‘A rare species indeed. At least for us.’
Back in my heady freelancing days, I would sometimes share an office with another copywriter. He was a charming fellow who knew how to share a (very small) space without triggering any of my defense mechanisms.
This charming fellow-freelancer was from Sweden. So of course I called him Svenska Boy. He didn’t seem to mind. His Swedish parents visited him one time at his (er, our) office and, when I referred to him as Svenska Boy, they didn’t seem to mind either. Of course, they spoke no English, so I couldn’t really tell if they minded. They were smiling, anyway.
Svenska Boy moved on and up and out to Austin, Texas, where he got married and settled right in. I doubt that he’s the only one, but I’m betting Swedes aren’t exactly thick on the ground out there. I still call him Svenska Boy, but only on Instagram. He still doesn’t seem to mind.
Which brings me to the Svenska Birder. We have a Swede on our Northeast Brazil Trip, the trip I am on even as we speak. It’s our, like, 16th Big Foreign Birding Trip, and it’s the first time we’ve encountered a Swedish birder, a fact I made known when we met. He didn’t seem surprised to hear this. (Swedes are notorious for not showing surprise, so it was hard to tell if he was.) Though he did seem somewhat surprised when I referred to him as our Svenska Birder. Turns out the term “Svenska” is, shall we say, not exactly complimentary. Oh.
He was surprised indeed when, during the introductions, another member of our group started talking to him in a “Swedish” accent and mentioned that the only Swedish he knew he learned from the Swedish Chef on The Muppets. Oh.
Incidentally, Swedish-Chef-Accented Guy turns out to be one of those birders who brags about how many birds he’s seen. How long his “life list” is, and so on and boringly so forth. By noon on Day One of our trip he’d told us that when he hits 3400 birds (he’s on 3397) he’s going to hold up a sign to that effect and take a group picture. Little does he know that Svenska Birder had confided in Dude Man and me that his list approaches 9000. I can hardly wait till he finds this out. With any luck, it will be after the group picture.
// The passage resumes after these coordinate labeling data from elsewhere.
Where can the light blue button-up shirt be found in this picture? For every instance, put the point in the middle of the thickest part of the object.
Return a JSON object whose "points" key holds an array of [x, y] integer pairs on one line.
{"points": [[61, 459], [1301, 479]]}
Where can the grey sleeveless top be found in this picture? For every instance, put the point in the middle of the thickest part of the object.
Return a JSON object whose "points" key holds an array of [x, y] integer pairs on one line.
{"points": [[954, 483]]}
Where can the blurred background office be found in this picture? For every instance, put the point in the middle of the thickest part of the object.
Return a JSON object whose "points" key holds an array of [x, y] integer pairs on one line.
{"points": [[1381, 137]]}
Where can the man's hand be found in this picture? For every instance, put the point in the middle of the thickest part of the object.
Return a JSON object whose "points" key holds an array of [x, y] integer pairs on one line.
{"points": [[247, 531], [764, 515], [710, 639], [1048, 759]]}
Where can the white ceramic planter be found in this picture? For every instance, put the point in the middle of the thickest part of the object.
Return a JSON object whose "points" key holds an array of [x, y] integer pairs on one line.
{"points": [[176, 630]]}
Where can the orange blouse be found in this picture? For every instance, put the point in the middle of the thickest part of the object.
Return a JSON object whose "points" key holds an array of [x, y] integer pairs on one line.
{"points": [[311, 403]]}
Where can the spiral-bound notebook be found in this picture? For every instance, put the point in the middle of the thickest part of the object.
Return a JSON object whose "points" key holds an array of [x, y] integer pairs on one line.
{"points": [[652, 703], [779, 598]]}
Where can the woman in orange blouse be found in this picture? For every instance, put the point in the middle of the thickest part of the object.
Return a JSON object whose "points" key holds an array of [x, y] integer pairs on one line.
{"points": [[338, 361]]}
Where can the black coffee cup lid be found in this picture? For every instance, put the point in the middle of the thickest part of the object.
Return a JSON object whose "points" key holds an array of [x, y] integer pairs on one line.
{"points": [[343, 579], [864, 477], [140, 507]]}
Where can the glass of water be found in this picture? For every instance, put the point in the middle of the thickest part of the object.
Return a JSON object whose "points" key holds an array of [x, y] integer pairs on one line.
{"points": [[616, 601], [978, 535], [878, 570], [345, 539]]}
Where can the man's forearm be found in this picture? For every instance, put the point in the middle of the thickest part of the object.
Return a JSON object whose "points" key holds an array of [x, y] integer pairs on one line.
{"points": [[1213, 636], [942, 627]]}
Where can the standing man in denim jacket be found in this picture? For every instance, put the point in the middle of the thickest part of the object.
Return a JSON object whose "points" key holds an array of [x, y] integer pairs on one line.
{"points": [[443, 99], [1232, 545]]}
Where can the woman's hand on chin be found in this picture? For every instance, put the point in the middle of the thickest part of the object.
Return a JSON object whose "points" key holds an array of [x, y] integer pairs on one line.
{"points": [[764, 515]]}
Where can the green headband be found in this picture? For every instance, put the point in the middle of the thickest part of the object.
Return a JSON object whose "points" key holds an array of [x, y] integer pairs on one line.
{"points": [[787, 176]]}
See, Svenska Birder (I’ll continue to call him that since I never use real names and also because I doubt he’ll ever read this) is quiet and self-contained. He most certainly doesn’t brag. He keeps himself to himself, as they say. Which is a trait I associate with other Swedes I’ve known. (And I’ve known many. My mother is 100% Swedish, and so’s her whole side of our rather large family.)
His English is very good — much better than my Swedish, at any rate. He did tell me (again, he didn’t brag about or even volunteer this information till I’d asked) that he’d gone on more than 150 birding trips, including American ones to Alaska (beautiful scenery, not so many new birds), Hawaii (too many introduced species) and to what he called “The Great Seas.” Out of respect for his avian accomplishments, I did not laugh, or even go “heh heh heh” like my Swedish Grampa used to do.
I do hear him muttering in Swedish under his breath quite often. He ends sentences with “yup yup yup yup yup,” a mannerism I’ve heard my mother use. And he exhibits a bunch of undefinable “tells” that growing up around Petersons like Aunt Nellie and Uncle Ed and Cousin Vic, and Carlsons like Aunt Florence, Aunt Emily and various and sundry others would attune one to.
Good old Svenska Birder. He’s making me feel right at home. He’s a vegetarian, or I’d ask him how he likes his lutefisk.
Back to birding. And, next week, back to blogging — if and when the internet holds out.
Tamandare, Brazil. January 2024
Another wonderful piece, Alice. And what a trip!
If anyone would get a kick out of this, it would be you, fellow half-Swedish person with a sense of humor! I bet you recognize some of those quirky tells.